Theatre
Love from a Stranger
King’s Theatre, Edinburgh
Neil Cooper, Three stars
To suggest that Lucy Bailey’s staging of Agatha Christie’s double-bluffing yarn concerning a murderous affair between a couple on the run lulls the audience into a false sense of security is something of an understatement. In fact, things go round town and country houses for so long before getting to the point one wonders at times where exactly it’s headed for. None of this is the fault of Bailey or the cast of Frank Vosper’s adaptation of Christie’s short story, Philomel Cottage, updated here to the 1950s. It’s just that, for all the dark-room black-outs and red-outs on Mike Britton’s modernist des-res set, the script needs the sharpest of knives taken to it to give things the full oomph required.
Bayswater gel Cecily finds herself in a whirlwind romance with American pretty-boy charmer Bruce after he views the flat-share she’s vacating to marry drippy Michael, who’s just returned from Sudan.
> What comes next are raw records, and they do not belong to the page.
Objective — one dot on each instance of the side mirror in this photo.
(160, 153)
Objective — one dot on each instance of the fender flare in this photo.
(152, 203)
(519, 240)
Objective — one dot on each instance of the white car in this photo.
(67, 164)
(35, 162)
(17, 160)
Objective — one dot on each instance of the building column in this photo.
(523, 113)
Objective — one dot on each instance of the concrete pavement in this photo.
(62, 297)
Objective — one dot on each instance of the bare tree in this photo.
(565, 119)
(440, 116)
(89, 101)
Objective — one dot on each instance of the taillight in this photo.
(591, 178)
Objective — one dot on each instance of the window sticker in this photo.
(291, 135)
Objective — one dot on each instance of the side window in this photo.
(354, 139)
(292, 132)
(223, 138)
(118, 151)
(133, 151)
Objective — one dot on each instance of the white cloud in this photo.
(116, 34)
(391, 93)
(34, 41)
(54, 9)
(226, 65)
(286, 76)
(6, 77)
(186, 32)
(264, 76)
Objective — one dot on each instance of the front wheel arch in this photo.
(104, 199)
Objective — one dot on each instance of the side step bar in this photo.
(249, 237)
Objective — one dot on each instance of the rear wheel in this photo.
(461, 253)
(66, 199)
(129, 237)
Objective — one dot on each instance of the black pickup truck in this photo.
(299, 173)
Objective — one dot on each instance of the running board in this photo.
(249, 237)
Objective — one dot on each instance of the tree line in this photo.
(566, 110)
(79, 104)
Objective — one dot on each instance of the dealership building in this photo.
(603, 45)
After assorted shenanigans involving Cecily’s flat-mate Mavis and her annoying aunt, Michael is left in the lurch. By the second act, Cecily and Bruce are shacked up in a crumbling West Sussex pile. It is here things take an infinitely darker turn, even with the light relief of an ancient gardener and his nosy grand-daughter, not to mention an amateur criminologist quack.
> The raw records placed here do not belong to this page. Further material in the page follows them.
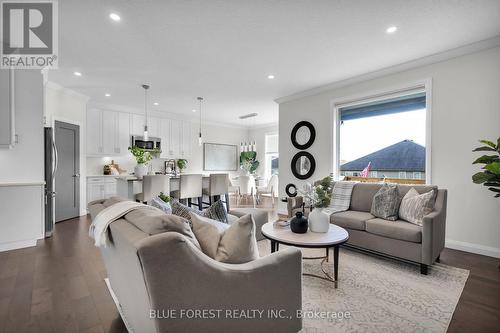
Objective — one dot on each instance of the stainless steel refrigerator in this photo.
(50, 151)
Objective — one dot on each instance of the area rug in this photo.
(376, 294)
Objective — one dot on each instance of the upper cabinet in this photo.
(108, 132)
(7, 128)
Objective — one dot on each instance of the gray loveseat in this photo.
(153, 270)
(400, 239)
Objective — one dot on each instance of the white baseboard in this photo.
(17, 245)
(473, 248)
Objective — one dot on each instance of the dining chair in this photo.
(152, 185)
(247, 188)
(271, 190)
(190, 187)
(218, 186)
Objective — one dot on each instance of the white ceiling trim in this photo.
(428, 60)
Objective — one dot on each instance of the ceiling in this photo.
(224, 50)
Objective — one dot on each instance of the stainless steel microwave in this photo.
(150, 143)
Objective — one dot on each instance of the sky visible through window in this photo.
(360, 137)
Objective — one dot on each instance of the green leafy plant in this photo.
(248, 161)
(490, 177)
(320, 194)
(164, 197)
(143, 156)
(181, 164)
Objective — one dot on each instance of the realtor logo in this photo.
(29, 34)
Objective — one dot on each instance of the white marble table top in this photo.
(335, 235)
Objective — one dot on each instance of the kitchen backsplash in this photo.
(95, 164)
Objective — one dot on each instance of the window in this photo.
(384, 135)
(272, 157)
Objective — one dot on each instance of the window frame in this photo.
(409, 88)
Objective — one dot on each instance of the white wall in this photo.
(259, 136)
(465, 108)
(65, 105)
(211, 133)
(25, 161)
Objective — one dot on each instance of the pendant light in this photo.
(200, 140)
(145, 136)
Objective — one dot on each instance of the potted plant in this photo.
(248, 162)
(318, 197)
(490, 176)
(142, 157)
(181, 164)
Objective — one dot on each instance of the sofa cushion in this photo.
(351, 219)
(234, 244)
(386, 202)
(415, 206)
(154, 222)
(399, 229)
(362, 196)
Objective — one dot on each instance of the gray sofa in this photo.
(400, 239)
(165, 272)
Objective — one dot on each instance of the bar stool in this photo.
(190, 186)
(152, 186)
(217, 186)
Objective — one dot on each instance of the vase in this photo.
(318, 220)
(140, 170)
(299, 223)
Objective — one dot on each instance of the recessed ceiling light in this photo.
(115, 17)
(392, 29)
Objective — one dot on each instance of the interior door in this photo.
(67, 177)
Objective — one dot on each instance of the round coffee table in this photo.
(335, 237)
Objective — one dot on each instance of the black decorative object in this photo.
(312, 135)
(303, 165)
(299, 223)
(291, 190)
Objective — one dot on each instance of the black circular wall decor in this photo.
(291, 190)
(303, 165)
(308, 141)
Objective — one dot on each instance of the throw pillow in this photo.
(415, 206)
(216, 211)
(385, 203)
(234, 244)
(154, 222)
(160, 204)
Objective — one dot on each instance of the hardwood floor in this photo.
(58, 286)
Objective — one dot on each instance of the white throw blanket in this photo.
(341, 197)
(99, 228)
With a panoply of psycho-sexual sport at play in a show led by Helen Bradbury and Sam Frenchum as the dangerously impulsive new couple, there are clear shades of The League of Gentlemen at play here, however accidental. This just about gets past some of the dialogue’s cottage cheese in a gloriously amoral piece of cut-glass froth so magnificently unlikely that evidence of its two-faced bid for credibility would almost certainly never stand up in court.